Design Idea:
Polarized Connections

   But why would wire benefit from a  polarizing voltage? Yes, there is a capacitance associated with any interconnect, but that capacitance is minor in audio terms and it does need to "form."
  One thought is that polarizing voltage allows the wire to work in a single-ended fashion. Maybe the molecules within the wire resent a reverse in voltage potential, a hysteresis effect of sorts much like that of the permeable metal in the core of an output transformer, which tends to sticks to one polarity and then the other. By placing a polarizing voltage between wires, makes the audio signal ride on top of the 9 volt potential. For example, a 2 volts input signal will appear on the hot lead as a sine wave cresting up to 11 volts and bottoming down to 7 volts, but never swinging negative relative to the ground lead.
   The analogy that comes to mind is that of a Class A amplifier vs. a Class B amplifier. Without the polarizing voltage, the interconnect leads are like the output devices of a Class B amplifier in that in the absence of a signal they remain dormant, but with signal they become active. On the other hand, with the polarizing voltage, the interconnect leads are like the output devices of a Class A amplifier in that they remain constantly on.
   I admit that this is a stretch, but maybe something like this is going on in most tube audio circuits in that the high-voltage, single-polarity power supply that is the norm and single-ended topology of most of circuitry combine to unintentionally polarize most of the components and allow only unidirectional current flow through these devices. Maybe all wires should carry some idle current?
  How do we put these ideas to a test and without spending several hundred dollars? My thinking is that since the outputs of most tube line stages are capacitor coupled and many tube power amplifiers comprise an input coupling capacitor, it would take very little work to wire in a polarizing bias voltage for the interconnect. 

   Perhaps you have seen a variation on this theme: an add-on audio accessory that comes in two boxes and is said to improve radically the sound of your system. (When did you last read of an audio accessory that did not radically improve the sound of your system?) One box plugs into the power amplifier's input RCA jack; and the other, the preamp's. In between the boxes goes your preexisting interconnect. Inside the first box, there is only one coupling capacitor; within the other box, a 1M resistor, a 9 volt battery, and a coupling capacitor. The cost is on the order of six hundred dollars.
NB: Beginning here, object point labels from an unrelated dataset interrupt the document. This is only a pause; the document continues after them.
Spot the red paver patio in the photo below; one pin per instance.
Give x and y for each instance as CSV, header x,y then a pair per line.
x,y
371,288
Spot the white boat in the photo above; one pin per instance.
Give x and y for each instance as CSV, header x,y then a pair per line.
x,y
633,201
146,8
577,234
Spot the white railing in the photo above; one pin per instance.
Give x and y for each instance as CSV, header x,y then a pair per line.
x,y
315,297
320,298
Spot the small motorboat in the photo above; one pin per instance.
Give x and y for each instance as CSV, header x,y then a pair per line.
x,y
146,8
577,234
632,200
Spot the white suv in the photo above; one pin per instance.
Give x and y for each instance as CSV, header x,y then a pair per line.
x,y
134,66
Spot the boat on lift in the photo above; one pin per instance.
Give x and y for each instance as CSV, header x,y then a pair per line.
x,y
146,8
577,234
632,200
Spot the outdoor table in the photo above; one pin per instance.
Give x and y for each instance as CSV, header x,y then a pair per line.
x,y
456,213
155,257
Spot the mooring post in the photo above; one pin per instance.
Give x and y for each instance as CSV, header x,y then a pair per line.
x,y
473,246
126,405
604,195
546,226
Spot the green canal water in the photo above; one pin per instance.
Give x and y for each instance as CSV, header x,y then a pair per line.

   At first glance this sounds like a good way to spend far too much money on something that is not really needed. Furthermore, why would someone want to add more passive components in the signal path? The secret premise behind this accessory's design is the idea that interconnect sounds better with a polarizing voltage developed across its leads. But, on the other hand, certain audiophiles, whose ears I trust, tell me that in fact this device does make a very noticeable improvement. What could be going on here? I have read where a manufacturer of short-wave radios found that by applying at least a small polarizing voltage on all the capacitors used in the unit brought about a very measurable increase in high frequency response (RF). Now, I am sure the capacitors used in the radios were the cheapest possible, which means Mylar and electrolytic. Maybe the electrolytic capacitors, which are very much removed from the ideal (a vacuum capacitor) and are very much a chemical stew of materials, need a constant polarizing voltage to "form" correctly.